South Africa’s Life Expectancy: Major Reasons Why It’s Relatively Low

However, the leading cause of death in South Africa is still agreed upon. The foremost of which is HIV/AIDS. Others are road injuries and violence as well as diseases related to obesity.

It is important to note that population aging and long life expectancy is important to any nation. This is because it affects many aspects of public life. These include acute and long-term health care needs, to pensions, work and retirement, transportation, and housing.

Another source of concern that is associated with the older population worldwide is noncommunicable diseases – particularly in low-income countries (which are predominantly in Africa)
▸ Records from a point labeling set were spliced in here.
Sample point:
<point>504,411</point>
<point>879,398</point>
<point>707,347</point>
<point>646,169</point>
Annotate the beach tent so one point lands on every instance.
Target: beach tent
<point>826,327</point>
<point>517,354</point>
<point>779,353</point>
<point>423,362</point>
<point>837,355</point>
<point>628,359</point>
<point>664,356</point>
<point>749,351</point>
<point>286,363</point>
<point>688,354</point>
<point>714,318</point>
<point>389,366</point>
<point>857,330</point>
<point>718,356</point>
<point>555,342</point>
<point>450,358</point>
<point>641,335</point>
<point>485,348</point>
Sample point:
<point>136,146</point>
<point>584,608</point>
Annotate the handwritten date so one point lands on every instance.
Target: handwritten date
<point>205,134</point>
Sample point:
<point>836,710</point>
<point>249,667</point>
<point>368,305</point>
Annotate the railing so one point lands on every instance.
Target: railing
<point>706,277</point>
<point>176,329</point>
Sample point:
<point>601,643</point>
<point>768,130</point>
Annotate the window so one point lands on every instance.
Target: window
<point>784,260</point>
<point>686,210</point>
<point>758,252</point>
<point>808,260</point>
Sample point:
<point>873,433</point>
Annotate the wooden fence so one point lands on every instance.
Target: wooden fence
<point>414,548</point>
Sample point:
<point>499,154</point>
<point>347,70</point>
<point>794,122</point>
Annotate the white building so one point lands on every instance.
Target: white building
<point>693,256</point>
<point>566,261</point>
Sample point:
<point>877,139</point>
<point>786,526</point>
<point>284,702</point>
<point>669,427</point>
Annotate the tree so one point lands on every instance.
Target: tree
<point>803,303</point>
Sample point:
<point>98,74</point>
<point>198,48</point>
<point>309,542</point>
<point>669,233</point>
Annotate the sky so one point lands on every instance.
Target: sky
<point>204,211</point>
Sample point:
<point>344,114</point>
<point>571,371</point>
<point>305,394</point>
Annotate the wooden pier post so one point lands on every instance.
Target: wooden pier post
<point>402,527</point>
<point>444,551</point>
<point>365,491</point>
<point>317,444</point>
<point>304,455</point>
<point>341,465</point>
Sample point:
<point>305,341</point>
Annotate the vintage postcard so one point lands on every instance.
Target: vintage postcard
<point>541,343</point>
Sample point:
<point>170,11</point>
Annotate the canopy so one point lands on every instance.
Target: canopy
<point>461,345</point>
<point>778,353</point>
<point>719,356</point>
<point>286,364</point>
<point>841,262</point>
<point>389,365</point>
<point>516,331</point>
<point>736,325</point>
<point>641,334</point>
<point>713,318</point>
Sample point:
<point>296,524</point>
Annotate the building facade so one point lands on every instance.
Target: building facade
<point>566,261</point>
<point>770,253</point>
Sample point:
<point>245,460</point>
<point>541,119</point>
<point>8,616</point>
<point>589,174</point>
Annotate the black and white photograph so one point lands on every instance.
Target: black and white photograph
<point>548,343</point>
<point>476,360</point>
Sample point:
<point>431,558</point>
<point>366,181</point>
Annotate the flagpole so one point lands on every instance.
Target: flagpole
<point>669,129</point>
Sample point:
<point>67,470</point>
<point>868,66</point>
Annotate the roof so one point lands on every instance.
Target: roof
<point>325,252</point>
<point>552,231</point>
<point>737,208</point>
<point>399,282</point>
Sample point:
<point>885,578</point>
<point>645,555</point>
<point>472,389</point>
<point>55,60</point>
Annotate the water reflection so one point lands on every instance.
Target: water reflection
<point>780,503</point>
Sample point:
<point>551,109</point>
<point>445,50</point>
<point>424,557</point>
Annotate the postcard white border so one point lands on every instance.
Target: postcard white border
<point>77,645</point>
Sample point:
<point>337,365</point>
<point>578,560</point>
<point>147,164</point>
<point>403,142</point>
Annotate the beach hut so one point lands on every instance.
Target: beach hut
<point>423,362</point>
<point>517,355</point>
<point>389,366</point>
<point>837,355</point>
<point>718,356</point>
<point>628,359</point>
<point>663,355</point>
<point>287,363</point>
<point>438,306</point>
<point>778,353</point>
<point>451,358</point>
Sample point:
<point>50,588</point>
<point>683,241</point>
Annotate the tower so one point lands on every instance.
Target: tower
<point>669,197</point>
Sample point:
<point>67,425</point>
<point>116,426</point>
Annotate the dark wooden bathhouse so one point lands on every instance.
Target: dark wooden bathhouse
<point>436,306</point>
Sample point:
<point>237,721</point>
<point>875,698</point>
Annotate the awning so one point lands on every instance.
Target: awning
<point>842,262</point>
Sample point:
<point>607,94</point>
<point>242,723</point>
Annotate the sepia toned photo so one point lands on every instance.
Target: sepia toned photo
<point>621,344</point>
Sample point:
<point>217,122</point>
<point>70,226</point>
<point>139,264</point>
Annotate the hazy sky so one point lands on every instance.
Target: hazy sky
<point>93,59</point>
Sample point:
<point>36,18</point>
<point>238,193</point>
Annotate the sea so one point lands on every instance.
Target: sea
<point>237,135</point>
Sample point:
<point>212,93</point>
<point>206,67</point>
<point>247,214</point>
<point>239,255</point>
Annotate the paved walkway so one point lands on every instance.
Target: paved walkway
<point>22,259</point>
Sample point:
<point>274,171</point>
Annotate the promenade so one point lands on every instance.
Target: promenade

While many agree that the life expectancy in South Africa is rapidly increasing, this does not go to say South Africans are living healthier lives. According to Professor Charles Shey Wiysonge who is the Director of Cochrane South Africa, “South Africa is one of the few countries in the world where the number of healthy years that men and women can expect to live has fallen over the past 25 years,”

There is a huge awareness to risk factors in South Africa which have to be dealt with. These include obesity, conflict and mental illness, substance use disorders. These have posed a threat to South Africa and prevented progress.

Excess body fat is associated with a range of health risks. A high body mass index (an indicator of obesity) is the fourth largest contributor to loss of healthy life, after high blood pressure, smoking and high blood sugar. Furthermore, poor diet is also associated with one in every five deaths in the world.

South Africa has the biggest HIV epidemic in the world, with 7.1 million people living with HIV. HIV prevalence is high among the general population at 18.9% with 61% adults on antiretroviral drugs and 58% on antiretroviral treatment. It is good to know that South Africa also has the largest antiretroviral treatment (ART) programme in the world

The success of this ART programme is evident in the increase in national life expectancy, rising from 61.2 years in 2010 to 67.7 years in 2015.

South Africa has made huge improvements in getting people to test for HIV in recent years and is now almost meeting the first of the 90-90-90 targets, with 86% of people aware of their status.

While over the years, the circumstances found in South Africa due to health factors are not encouraging, the country is evidently taking steps towards healthier living and this is expected to make things turn out better for South Africa and her people.